A few songs in and the experience of the pink lights and arm swinging by the singer, who apparently sounds just like Frank and from my p.o.v not knowing how Frank sounds could have been Frank, was vastly improved by reading a Philip Roth book: The Facts.
On the page, slightly tricky in the low light of this theatre, I read Roth’s descriptions of an Alcatraz marriage that wrecked ten years of his life and had to be equally trying for the other party, while on stage the joviality blasts on. I can manage this music as long as I don’t actually look at it, which is unfortunate because the very animated conductor is pulling some bendy moves with his lower body and every now and again swings around picks up a trumpet and parps it out beautifully across the auditorium while swaying his belly.

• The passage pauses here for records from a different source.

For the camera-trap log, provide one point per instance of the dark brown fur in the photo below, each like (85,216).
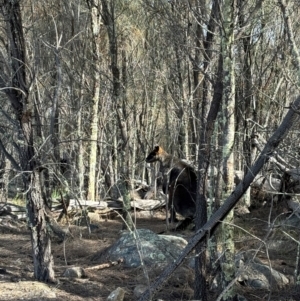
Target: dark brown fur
(181,179)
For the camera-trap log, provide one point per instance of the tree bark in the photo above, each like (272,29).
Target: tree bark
(289,120)
(29,164)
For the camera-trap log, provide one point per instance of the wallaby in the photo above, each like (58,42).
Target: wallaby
(181,179)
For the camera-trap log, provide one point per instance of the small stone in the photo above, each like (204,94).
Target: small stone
(139,290)
(116,295)
(74,272)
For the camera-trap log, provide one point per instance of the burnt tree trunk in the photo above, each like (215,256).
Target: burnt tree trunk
(17,91)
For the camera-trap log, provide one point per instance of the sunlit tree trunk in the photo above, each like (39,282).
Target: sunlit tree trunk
(95,26)
(226,242)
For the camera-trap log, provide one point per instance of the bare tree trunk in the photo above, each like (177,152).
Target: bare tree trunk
(118,96)
(208,229)
(225,238)
(18,95)
(95,26)
(209,113)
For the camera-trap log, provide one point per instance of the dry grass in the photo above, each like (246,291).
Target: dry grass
(16,267)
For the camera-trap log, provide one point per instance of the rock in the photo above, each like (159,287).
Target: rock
(143,246)
(116,295)
(74,272)
(139,290)
(258,275)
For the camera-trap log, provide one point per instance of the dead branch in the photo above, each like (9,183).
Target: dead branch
(268,151)
(104,265)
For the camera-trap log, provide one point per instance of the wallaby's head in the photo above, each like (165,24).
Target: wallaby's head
(156,154)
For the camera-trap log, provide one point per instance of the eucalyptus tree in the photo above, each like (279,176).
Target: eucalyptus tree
(16,82)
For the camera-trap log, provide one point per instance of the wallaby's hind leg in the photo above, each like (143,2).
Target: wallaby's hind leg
(172,218)
(184,224)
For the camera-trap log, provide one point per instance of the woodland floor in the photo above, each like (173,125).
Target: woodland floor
(16,267)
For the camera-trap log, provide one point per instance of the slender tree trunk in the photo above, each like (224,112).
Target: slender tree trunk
(226,242)
(30,167)
(95,26)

There’s a robust trombone player on the right, whose trombone wails affectionately. The audience swing their curls. The man beside me appears to have poor control of his plump left knee, which keeps visiting my seat and clanking in to my bone. He has binoculars. What’s he looking at? Close up of fingers on the trumpet. How can he handle a closeup on the pink lights when I’m a-dizzy up here in the distance?
I’m more of a Shostakovitch gal and it’s sad that the place is hopping yetlast year at the CBC Radio Orchestra Shostakovitch 100 series the theatre was rattling like a half empty biscuit tin.
The man with the poor knee control is taking a break on the binocs, he wants to know what I am reading. He shrugs. Who is he? He mouthes. More blather from the Frank singer takes care of it. Up go the binocs.
The content of the book and music seemed an unlikely pairing until I wondered afterward if Frank Sinatra’s music was likely the soundtrack to the demise of most marriages.
Having been raised on Boy George it may explain why marriage has never held any remote appeal.